A population has P(0)=8 and \(P(t)=\frac{{40}}{{8-3e^{{5t}}}}\). What happens to P(t) as t increases?

A student finds the general solution to \(\frac{dy}{dt}=5y\) and gives \(y=2e^{{5t}}\). What is the issue?

Consider \(y’=(y-3)^2\). After separation of variables we get the solutions: $$y=3-\frac{{1}}{{x+C}}$$ Find the solution satisfying \(y(0)=3\).

A tank has 200 gallons of water with 50 kg of salt.
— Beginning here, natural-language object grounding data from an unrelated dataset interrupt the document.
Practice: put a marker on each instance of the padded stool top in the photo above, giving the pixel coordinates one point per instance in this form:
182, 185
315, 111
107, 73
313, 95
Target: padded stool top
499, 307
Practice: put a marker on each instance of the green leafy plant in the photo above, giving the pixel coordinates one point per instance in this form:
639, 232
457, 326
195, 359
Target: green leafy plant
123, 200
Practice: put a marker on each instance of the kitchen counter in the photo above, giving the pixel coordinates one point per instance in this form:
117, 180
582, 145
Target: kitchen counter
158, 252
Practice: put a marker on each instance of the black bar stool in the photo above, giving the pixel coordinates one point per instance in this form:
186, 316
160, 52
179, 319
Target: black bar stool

Pure water enters at 4 gal/min; the well-mixed solution leaves at 4 gal/min (volume stays constant at 200 gal). Let x(t) be the amount of salt (in kg) at time t. Write the ODE for x(t).

What is the integrating factor \(\rho(t)=e^{{\int P(t)\,dt}}\) for: $$\frac{dy}{dt}=30-5t^4y$$

What is the integrating factor \(\rho(x)=e^{{\int P(x)\,dx}}\) for: $$xy’+2y=\sin(x)$$

Find the general explicit solution for y: $$\frac{dy}{dx}=y^2+1$$

A population has P(0)=2 and \(P(t)=\frac{{12}}{{2+4e^{{-12t}}}}\). Compute \(\lim_{{t\to\infty}}P(t)\) and interpret this means.

An autonomous ODE has equilibria at \(P=5\) (unstable) and \(P=10\) (stable). If \(P(0)=3\), what does P(t) tend to as \(t\to\infty\)?